Violator, Depeche Mode

Note from Editor (because that’s what I am now):

A bit like being in a band, a lot of people like the idea of being a writer, but don’t really realise how much goes into it. I’ve asked a few people before if they’re interested, but nothing’s ever come of it. Until now. Having recently enjoyed some of Adam’s writing, I felt the time to expand, to march, to tool up, had come. This is the first contributed article for Mathematical Deathgrind from France. Gaze and rejoice.

Violator cover

Image courtesy of Mute Records

Having quite the melancholic temperament, it isn’t really radical of me to say that Depeche Mode’s Violator has long been one of my favourite purchases. A black cocktail of guilt, lust and misery that fuses electronica, pop, and rock, it shines from start to finish, propped up by Dave Gahan’s soothing cry and Martin Gore’s simplistic (yet heartfelt) song–writing.

Though it creeps in at the beginning with the menacingly upbeat World in My Eyes, a drone of sexual egotism, it ends with harsh reflection on Clean. It’s a journey that parallels the path many of us take through pleasure; at first a decadent rush, and then a sickly kind of satiation, questioning whether the piggish amounts of dopamine was worth it (although usually, yes.)

Gahan may sing with a robotic intonation, but it never feels like anything he says is half–arsed, especially on Clean.
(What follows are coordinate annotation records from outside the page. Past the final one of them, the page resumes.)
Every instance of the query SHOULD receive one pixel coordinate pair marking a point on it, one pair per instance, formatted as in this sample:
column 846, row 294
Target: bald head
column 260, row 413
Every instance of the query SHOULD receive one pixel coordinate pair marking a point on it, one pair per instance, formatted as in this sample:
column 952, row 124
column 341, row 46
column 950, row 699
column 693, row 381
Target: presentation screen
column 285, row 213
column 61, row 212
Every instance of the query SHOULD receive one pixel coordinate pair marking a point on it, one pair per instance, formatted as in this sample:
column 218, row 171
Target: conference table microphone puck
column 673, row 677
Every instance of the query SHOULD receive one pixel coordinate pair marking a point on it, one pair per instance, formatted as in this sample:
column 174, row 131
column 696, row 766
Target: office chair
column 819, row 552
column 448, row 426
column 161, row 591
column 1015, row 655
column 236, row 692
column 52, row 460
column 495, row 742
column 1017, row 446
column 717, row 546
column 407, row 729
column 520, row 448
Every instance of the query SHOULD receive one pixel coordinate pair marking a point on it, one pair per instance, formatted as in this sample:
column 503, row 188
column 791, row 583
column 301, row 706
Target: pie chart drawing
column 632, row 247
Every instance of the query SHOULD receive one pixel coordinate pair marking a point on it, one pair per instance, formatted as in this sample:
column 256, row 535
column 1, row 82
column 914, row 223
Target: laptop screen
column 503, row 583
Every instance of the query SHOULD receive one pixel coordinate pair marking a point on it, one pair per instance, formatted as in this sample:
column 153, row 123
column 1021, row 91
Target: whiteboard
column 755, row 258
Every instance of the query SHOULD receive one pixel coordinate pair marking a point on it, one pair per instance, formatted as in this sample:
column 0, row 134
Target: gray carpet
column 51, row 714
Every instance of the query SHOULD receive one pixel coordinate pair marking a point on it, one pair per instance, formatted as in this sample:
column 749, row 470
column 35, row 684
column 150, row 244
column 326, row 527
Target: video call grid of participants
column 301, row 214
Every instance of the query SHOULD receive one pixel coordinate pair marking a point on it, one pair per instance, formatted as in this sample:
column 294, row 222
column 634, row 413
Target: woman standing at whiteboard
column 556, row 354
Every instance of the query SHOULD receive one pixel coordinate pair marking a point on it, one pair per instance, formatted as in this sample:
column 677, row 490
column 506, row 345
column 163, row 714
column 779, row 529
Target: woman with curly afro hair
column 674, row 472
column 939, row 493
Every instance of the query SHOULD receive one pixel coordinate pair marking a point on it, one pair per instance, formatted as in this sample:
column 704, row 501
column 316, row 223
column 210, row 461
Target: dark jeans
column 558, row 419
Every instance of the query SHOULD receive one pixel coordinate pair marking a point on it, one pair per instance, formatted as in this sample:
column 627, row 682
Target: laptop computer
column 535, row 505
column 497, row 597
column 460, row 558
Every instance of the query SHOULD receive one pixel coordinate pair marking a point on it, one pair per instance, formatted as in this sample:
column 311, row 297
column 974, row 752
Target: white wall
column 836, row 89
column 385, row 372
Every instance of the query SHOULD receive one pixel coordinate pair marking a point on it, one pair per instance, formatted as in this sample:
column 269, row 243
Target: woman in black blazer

His sonorous confession of addiction feels all the more devastating when you realise how close he came to death not long after the album’s release.

The most well–known song off the album is Personal Jesus, which can either be read as a salute to ever–trusting friendships, or as an examination of unhealthy fixations within relationships. There’s a Halloween feel to it, with harsh keyboards punctuated with screeching guitar; it wouldn’t feel out of place on an Oingo Boingo album. Whatever way you read it, Personal Jesus is an excellent marching anthem, blessed with a hook that will be drummed onto every car dashboard, for now and forever.

Love and obsession are often entwined in an awkward ball of string. The subjects of many of the songs, in particular Halo, are often treated with a reverence, placed on a pedestal. Some many find this troubling, but I find it an honest window into how many intense romances play out. And though it is infinitely less mopey, Auden’s The More Loving One comes to mind:

If equal affection cannot be
Let the more loving one be me.

Whilst this mantra seems to be the party line, there is (thankfully) a balance. If Personal Jesus is the creepy love song, then Enjoy the Silence is the beautiful one, an ode to the comfortability of not having to say anything within the confines of genuine love. It is a curiously empowering song that remains my favourite on the album, and one that I can rely on to bring me back to reality when times are rough.

There is an intoxicating feel to Violator­; as if one man’s gloom is pouring over you, but not enough to drag you down with him. It’s a chant that validates your wavering happiness and can make grasping the duvet after a break–up (or all manner of other unspecified miseries) become a cathartic experience. It taps into the weeping adolescent in all of us, where sadness can be a grandiloquent display, and also a therapeutic release.

It’s been 25 years since Violator was released, and unlike some of Depeche Mode’s other releases, such as the proto–industrial People are People or the infuriating Just Can’t Get Enough, the songs on Violator have not been affected by the dusty punches of Father Time. It serves as the evolution between the gothic sub–cultures of the 1980s, and the screeching dirges of the 1990s. Here, Depeche Mode essentially act as a suited up predecessor to Trent Reznor (and sounds better for it.)

So, if you’re looking for classics you may have missed the first time round, I cannot recommend the dirge and dance of Violator enough.